Florida Court of Appeals, Fourth District

August 14, 2019

NIKOLAS CRUZ, Petitioner,
v.
STATE OF FLORIDA, Respondent.

         Not final until disposition of timely filed motion for rehearing.

          Petition for writ of certiorari to the Circuit Court for the Seventeenth Judicial Circuit, Broward County; Elizabeth Anne Scherer, Judge; L.T. Case No. 18-001958CF10A.

          Howard Finkelstein, Public Defender, and Diane M. Cuddihy, Chief Assistant Public Defender, Fort Lauderdale, for petitioner.

          Ashley Moody, Attorney General, Tallahassee, and Marc B. Hernandez, West Palm Beach, for respondent.

          Dana J. McElroy, James J. McGuire, and Daniela B. Abratt of Thomas & LoCicero PL, Fort Lauderdale, for Sun-Sentinel Company, Intervenor.

          WARNER, J.

         Nikolas Cruz petitions for certiorari review of the trial court's order denying his motion to prevent disclosure of the names of experts who may visit him in jail. We deny the petition because petitioner has not shown that the trial court's order departs from the essential requirements of law.
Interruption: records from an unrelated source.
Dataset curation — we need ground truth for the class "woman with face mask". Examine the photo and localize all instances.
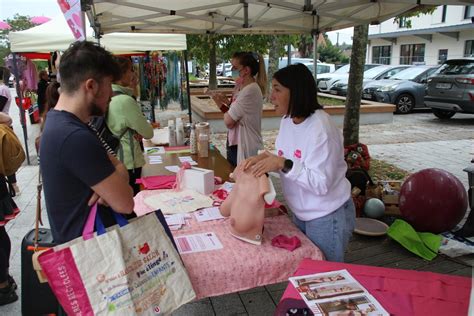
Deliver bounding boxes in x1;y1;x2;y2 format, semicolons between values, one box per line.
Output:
212;52;267;167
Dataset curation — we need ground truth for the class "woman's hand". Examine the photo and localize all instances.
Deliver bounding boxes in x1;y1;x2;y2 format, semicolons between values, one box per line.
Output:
211;92;229;109
252;153;285;178
242;150;271;171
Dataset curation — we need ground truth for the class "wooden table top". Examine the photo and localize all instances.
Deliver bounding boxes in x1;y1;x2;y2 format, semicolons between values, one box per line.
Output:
142;148;233;181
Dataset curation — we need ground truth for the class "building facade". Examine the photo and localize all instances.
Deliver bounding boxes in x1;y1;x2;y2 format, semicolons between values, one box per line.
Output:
366;5;474;65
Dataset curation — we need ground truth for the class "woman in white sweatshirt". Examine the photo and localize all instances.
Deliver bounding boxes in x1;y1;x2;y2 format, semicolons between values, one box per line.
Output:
244;64;355;262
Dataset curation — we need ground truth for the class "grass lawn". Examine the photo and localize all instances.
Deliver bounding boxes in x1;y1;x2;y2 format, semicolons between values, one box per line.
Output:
369;159;410;182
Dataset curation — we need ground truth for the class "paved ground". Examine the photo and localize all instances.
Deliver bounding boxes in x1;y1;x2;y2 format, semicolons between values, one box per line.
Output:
0;97;474;315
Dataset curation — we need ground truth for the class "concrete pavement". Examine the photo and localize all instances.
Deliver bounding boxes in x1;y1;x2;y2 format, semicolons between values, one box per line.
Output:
0;91;474;315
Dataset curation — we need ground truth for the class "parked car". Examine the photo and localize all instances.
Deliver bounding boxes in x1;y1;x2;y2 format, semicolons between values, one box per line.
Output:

More specifically, he failed to overcome that the jail's visitor logs are public records with no statutory exemption for the experts' names within those logs.

         Petitioner is in jail in the custody of the Broward County Sheriff, having been charged with seventeen counts of first-degree murder and seventeen counts of attempted first-degree murder. He moved for a protective order to prevent disclosure of that portion of the jail visitation logs which would reveal the names of mental health experts who may visit him, retained in connection with his defense. Petitioner acknowledged that the visitation logs were public records but offered three reasons to support his position that the actual names of visitors on them were not required to be part of that record or that they were protected from disclosure.
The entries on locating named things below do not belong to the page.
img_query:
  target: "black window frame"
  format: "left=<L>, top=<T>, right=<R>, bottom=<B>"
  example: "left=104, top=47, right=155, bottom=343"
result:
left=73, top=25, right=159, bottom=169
         First, he argued that the experts' names contained in the log should not be considered a public record because they do not fit within the purpose of the Public Records Act, which is "to open public records to allow Florida's citizens to discover the actions of their government." Bent v. State, 46 So.3d 1047, 1049 (Fla. 4th DCA 2010) (quoting Christy v. Palm Beach Cnty. Sheriff's Office, 698 So.2d 1365, 1366 (Fla. 4th DCA 1997)).

         Second, petitioner argued that disclosing the experts' names was a matter of attorney client privilege and work product, and therefore he was not required reveal them until he designated them as witnesses for trial. See Fla. R. Crim. P. 3.220.
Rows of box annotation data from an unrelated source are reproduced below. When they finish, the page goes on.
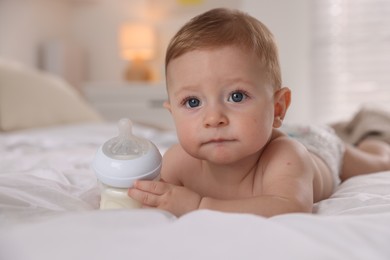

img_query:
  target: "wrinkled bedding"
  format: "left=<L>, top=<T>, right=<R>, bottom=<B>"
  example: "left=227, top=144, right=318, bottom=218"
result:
left=0, top=123, right=390, bottom=260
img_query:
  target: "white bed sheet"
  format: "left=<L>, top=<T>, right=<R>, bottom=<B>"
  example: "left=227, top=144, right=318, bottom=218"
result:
left=0, top=123, right=390, bottom=260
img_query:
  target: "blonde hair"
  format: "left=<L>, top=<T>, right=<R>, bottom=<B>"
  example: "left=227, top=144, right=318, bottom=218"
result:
left=165, top=8, right=282, bottom=89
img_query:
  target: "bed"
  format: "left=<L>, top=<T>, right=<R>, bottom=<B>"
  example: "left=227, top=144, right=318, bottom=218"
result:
left=0, top=61, right=390, bottom=260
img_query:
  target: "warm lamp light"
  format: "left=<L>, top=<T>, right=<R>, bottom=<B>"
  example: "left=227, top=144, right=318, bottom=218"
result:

         Third, petitioner claimed that disclosing the names would damage his right to a fair trial.

         The State and Intervenor Sun-Sentinel argued in response that the logs were public records and there was no statutory exemption under section 119.011, Florida Statutes (2018), to shield the names of an inmate's visitors. The newspaper also argued that petitioner failed to satisfy the three-part test of Miami Herald Publishing Co. v. Lewis, 426 So.2d 1 (Fla. 1982), for a trial court to restrict access to records in order to insure a defendant a fair trial.[1]

         The trial court agreed, and addressed petitioner's claim that disclosure of the logs would damage his right to a fair trial as follows:

The defense may have a myriad of experts from different specialty backgrounds visit Defendant at jail during the course of its pretrial investigation and preparation, some of whom the defense may likely use as witnesses at trial and some whom it may likely not. However, the actual communications that occur between these experts and Defendant within the jail are not subject to release as public records[.] It is merely the identities of these visitors that would be subject to public ...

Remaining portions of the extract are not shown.